Like Izzy, I care for my husband at home, (13 years on from diagnosis of Alzheimers' in our case.)
I think Izzy would agree that we (and others) are fortunate compared to some in that our spouses are easy-going, and placid, accepting of care and able to be looked after comparatively easily.
That's not to say it is not a 24/7 commitment, and neither is it any less heart-breaking to lose the support and companionship of a loved one, but when the person with dementia is less demanding it does make life easier and keeps open possibilities such as holidays, respite, moving home etc. that are unthinkable for many who have lived with the condition for far less time.
Reading some of the posts on here my heart goes out to those whose loved ones have challenging behaviours and disruptive sleep patterns, and I am grateful every single day that in our case this has not been so severe.
I looked after John for nearly 12 years from diagnosis, but spent the last 2 years, sleeping on a 2 seater settee, opposite the kitchen door. I live in a bungalow, but that way, I was alerted when John switched the kitchen light on, and started his midnight "cooking". In his case, it meant lighting the burners and putting tea towels on them, followed by fires.

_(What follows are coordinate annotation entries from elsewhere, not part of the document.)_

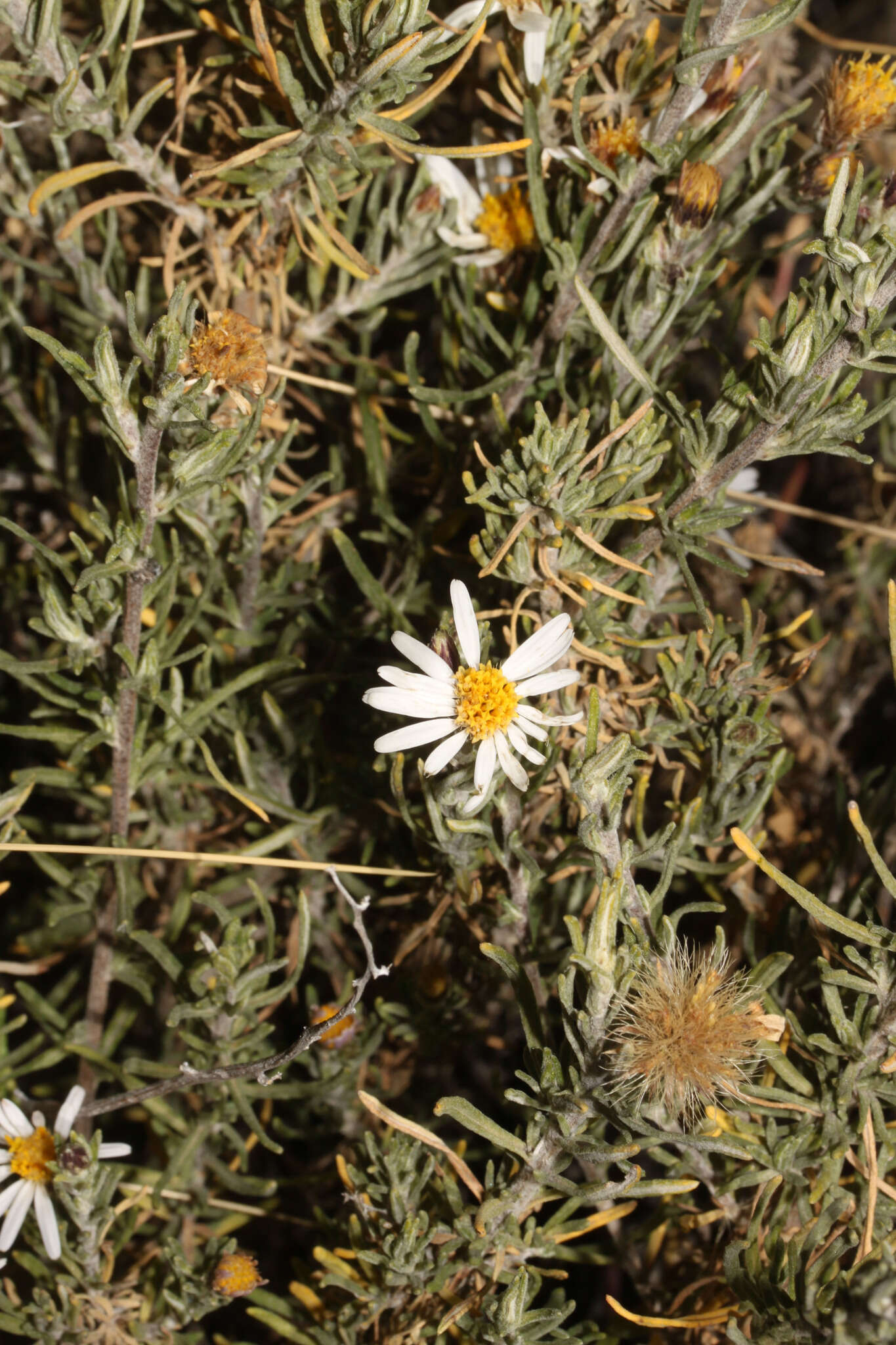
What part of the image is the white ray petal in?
[513,705,548,742]
[454,248,507,271]
[54,1084,86,1139]
[516,669,579,695]
[0,1177,26,1214]
[373,718,457,752]
[473,737,498,793]
[507,724,547,765]
[435,226,486,250]
[421,155,482,231]
[363,686,454,720]
[503,0,551,32]
[423,729,467,775]
[393,631,454,682]
[517,30,548,85]
[725,467,759,495]
[99,1145,131,1158]
[452,580,480,669]
[494,733,529,789]
[0,1097,33,1139]
[439,0,494,33]
[33,1185,62,1260]
[501,612,572,682]
[0,1181,35,1252]
[376,663,456,695]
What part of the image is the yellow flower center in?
[475,183,534,252]
[5,1126,56,1186]
[212,1252,266,1298]
[454,663,520,742]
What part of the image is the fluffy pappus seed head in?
[611,943,774,1122]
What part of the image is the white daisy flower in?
[442,0,551,85]
[0,1087,131,1260]
[421,155,534,267]
[364,580,582,812]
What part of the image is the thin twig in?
[78,868,391,1116]
[0,841,434,878]
[78,414,163,1099]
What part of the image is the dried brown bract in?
[181,308,267,413]
[672,159,721,229]
[588,117,643,168]
[612,944,780,1120]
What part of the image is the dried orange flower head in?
[821,53,896,149]
[312,1005,357,1050]
[588,117,642,168]
[612,944,779,1119]
[211,1251,267,1298]
[698,51,759,121]
[190,308,267,397]
[475,183,534,253]
[672,159,721,229]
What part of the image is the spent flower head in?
[180,308,267,414]
[423,155,534,267]
[588,117,643,168]
[364,580,582,812]
[819,54,896,149]
[672,159,721,229]
[612,943,774,1120]
[0,1086,131,1260]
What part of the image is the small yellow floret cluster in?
[821,55,896,149]
[212,1252,267,1298]
[475,183,534,253]
[454,663,520,742]
[5,1126,56,1186]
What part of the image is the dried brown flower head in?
[612,944,780,1120]
[800,150,859,196]
[181,308,267,412]
[312,1005,357,1050]
[211,1251,267,1298]
[588,117,642,168]
[819,53,896,149]
[692,51,759,125]
[672,159,721,229]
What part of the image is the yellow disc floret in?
[454,663,520,742]
[212,1251,267,1298]
[475,183,534,252]
[821,55,896,149]
[5,1126,56,1186]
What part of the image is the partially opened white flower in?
[0,1086,131,1260]
[442,0,551,85]
[421,155,534,267]
[364,580,582,812]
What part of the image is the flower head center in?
[5,1126,56,1186]
[475,183,534,252]
[454,663,520,742]
[589,117,642,168]
[212,1252,267,1298]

He would also wake me, several times, every night, and ask what time the plane was, if I was "with child", why were other people in his "ward" (his bedroom), and, of course, his favourite question "is it Thursday?". But his double incontinence and violence only became a problem in the last few months, whereas some poor folk on here have experienced both those in a relatively short time, since diagnosis.
I was also fortunate that I could afford to pay for a few hours at a Day Centre, every day except Sunday, which meant I could have a sleep. Without that little break, I don't think I'd have lasted the course.